The announcement comes on the last day of the court’s term before summer recess.

In allowing parts of the travel ban to take effect, the court narrowed the scope of injunctions put on Trump’s executive order by lower courts.

The Supreme Court is allowing to go into effect the executive order’s temporary ban on entry into the U.S. of citizens of six Muslim-majority nations, but with an exception for people with bona fide connections to the United States. That includes foreign nationals with familial connections in the U.S., students who have been already admitted into an American university, or workers with existing job offers in the U.S.

For people with these bona fide connections, the injunctions put in place by the lower courts are upheld and these individuals will not be banned under the executive order from coming into the U.S.

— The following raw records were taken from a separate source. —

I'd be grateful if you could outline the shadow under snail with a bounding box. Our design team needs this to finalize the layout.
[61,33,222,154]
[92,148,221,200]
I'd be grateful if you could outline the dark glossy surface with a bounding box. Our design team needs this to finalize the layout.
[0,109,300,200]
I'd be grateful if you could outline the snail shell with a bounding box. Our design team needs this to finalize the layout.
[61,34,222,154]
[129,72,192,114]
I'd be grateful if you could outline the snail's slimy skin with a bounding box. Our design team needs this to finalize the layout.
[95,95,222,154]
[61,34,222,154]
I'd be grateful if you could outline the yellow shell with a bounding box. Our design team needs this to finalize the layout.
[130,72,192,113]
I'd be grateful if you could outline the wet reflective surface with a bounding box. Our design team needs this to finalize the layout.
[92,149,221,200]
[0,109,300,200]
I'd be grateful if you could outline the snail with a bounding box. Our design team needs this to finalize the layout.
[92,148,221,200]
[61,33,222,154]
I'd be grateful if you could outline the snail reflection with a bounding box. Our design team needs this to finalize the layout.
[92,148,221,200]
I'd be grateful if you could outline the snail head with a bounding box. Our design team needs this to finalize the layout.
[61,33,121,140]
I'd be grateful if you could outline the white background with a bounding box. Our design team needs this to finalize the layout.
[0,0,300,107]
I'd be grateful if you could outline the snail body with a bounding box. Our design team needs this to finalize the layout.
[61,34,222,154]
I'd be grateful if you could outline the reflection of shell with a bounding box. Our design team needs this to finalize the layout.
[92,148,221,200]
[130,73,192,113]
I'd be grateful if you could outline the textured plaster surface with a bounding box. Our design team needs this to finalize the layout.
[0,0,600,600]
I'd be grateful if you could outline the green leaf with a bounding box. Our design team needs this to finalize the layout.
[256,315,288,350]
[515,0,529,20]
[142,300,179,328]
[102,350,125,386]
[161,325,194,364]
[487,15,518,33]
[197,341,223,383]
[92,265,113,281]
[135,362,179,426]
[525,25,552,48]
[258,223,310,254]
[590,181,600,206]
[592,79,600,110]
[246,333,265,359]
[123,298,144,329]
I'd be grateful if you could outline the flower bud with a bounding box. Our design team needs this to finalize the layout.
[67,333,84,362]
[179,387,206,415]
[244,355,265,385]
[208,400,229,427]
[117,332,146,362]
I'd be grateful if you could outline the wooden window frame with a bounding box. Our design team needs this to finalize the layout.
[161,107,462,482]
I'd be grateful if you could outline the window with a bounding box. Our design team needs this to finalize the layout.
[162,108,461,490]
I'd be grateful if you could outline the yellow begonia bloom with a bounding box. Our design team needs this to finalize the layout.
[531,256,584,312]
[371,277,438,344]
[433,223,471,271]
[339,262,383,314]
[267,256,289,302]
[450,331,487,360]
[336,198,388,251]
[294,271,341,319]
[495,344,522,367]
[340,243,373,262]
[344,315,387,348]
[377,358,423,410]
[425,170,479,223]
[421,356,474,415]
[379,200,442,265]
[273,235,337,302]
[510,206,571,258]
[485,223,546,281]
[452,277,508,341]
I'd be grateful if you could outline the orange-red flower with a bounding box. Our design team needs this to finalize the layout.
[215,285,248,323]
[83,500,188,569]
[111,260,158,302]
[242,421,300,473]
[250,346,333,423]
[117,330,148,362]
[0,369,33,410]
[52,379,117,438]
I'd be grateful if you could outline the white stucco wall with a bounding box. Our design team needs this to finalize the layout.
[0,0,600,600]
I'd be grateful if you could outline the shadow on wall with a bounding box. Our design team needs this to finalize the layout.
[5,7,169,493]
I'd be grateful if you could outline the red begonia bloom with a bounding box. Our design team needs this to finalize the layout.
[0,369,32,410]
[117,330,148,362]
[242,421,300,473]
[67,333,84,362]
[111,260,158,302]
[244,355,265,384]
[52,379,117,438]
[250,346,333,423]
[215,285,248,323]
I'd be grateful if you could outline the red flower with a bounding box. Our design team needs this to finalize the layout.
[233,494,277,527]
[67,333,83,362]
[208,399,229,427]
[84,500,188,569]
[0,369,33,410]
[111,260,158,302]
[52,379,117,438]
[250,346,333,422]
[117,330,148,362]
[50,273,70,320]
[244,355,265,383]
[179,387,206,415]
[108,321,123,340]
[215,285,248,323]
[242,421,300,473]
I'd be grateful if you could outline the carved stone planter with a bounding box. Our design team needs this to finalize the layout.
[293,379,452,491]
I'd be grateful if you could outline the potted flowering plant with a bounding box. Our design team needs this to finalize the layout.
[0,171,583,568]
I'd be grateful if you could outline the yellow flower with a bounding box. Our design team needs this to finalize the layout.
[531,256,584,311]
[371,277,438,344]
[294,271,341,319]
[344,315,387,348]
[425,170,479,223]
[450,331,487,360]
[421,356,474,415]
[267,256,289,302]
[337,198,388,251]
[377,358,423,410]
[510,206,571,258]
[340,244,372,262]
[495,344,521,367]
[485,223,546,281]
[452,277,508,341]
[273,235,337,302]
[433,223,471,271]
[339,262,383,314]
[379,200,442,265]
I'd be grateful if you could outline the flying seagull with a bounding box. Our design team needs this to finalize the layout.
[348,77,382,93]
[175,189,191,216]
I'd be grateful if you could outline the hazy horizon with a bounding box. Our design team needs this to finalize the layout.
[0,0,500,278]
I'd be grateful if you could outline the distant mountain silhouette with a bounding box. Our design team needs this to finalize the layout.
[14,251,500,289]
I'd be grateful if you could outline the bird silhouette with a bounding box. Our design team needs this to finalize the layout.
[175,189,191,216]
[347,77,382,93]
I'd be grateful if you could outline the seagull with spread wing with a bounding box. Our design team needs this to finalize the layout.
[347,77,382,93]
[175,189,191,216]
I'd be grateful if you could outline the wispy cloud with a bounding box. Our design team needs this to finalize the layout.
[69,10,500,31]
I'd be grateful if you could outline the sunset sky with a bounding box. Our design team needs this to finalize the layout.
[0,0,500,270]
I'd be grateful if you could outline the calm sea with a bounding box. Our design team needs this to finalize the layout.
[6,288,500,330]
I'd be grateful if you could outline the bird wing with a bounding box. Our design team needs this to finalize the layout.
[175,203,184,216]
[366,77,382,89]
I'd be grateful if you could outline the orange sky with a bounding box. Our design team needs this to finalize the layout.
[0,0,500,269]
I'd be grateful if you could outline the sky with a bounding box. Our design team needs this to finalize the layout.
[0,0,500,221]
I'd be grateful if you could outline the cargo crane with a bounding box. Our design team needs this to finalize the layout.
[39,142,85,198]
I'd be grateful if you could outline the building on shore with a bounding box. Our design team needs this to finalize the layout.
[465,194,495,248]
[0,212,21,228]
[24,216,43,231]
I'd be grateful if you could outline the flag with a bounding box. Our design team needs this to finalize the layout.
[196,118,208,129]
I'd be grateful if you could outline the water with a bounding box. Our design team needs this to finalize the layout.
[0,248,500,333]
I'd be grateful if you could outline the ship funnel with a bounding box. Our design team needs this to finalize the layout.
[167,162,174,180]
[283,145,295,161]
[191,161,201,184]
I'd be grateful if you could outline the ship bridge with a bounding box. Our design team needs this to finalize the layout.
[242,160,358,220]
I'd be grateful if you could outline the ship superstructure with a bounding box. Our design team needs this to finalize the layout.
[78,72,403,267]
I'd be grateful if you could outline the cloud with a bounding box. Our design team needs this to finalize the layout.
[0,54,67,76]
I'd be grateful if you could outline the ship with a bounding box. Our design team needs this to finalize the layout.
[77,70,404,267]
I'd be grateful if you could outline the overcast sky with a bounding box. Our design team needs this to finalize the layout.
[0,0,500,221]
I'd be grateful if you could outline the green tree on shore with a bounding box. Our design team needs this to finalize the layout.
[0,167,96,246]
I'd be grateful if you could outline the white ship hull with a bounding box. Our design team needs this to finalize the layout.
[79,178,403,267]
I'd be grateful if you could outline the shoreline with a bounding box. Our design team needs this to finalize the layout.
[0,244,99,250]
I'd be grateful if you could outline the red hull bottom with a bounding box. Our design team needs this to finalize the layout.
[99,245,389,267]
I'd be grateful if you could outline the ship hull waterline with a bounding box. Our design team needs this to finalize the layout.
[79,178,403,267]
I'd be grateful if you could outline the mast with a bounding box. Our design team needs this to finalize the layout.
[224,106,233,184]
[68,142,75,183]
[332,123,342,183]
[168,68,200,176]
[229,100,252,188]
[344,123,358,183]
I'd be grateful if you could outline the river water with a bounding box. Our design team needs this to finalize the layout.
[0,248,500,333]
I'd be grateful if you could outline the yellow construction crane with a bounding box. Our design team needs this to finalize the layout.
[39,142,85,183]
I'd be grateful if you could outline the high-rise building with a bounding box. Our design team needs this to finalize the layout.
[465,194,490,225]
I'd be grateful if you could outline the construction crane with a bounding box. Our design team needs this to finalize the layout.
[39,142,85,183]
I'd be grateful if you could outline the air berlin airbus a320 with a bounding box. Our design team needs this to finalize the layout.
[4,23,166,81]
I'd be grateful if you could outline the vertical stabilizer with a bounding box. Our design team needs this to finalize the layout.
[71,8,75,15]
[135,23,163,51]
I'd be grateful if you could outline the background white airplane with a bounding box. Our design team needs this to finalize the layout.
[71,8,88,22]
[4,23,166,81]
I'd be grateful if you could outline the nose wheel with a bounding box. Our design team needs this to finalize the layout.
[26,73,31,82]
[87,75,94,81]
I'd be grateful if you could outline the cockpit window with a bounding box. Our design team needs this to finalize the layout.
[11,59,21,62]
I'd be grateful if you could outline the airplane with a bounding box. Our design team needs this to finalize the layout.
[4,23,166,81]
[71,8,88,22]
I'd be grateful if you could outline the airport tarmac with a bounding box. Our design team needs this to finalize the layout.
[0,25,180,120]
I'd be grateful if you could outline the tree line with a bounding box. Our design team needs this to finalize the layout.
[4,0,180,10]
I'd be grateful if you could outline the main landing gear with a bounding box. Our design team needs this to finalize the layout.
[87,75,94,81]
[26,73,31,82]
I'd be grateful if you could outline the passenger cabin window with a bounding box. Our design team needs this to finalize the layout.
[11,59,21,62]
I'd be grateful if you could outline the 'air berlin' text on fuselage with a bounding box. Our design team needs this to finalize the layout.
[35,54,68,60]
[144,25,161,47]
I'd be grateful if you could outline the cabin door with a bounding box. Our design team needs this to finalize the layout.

But anyone else from the six listed countries — Iran, Libya, Somalia, Sudan, Syria and Yemen — and refugees who do not have bona fide connections to the U.S. will be subject to the temporary ban on entry into the United States.

The high court’s order issued Monday was a per curium order, meaning that there was no specific author identified, but three of the more conservative justices — Clarence Thomas, Samuel Alito and Neil Gorsuch — all wrote separately to say that they supported reversing the lower courts’ injunctions in full and letting the ban go completely into effect.

Trump’s executive order, titled “Protecting the Nation from Foreign Terrorist Entry into the United States” was issued in March. It ordered a 90-day ban on entry into the U.S. of people from the six predominantly Muslim countries and a 120-day suspension on accepting refugees from anywhere in the world.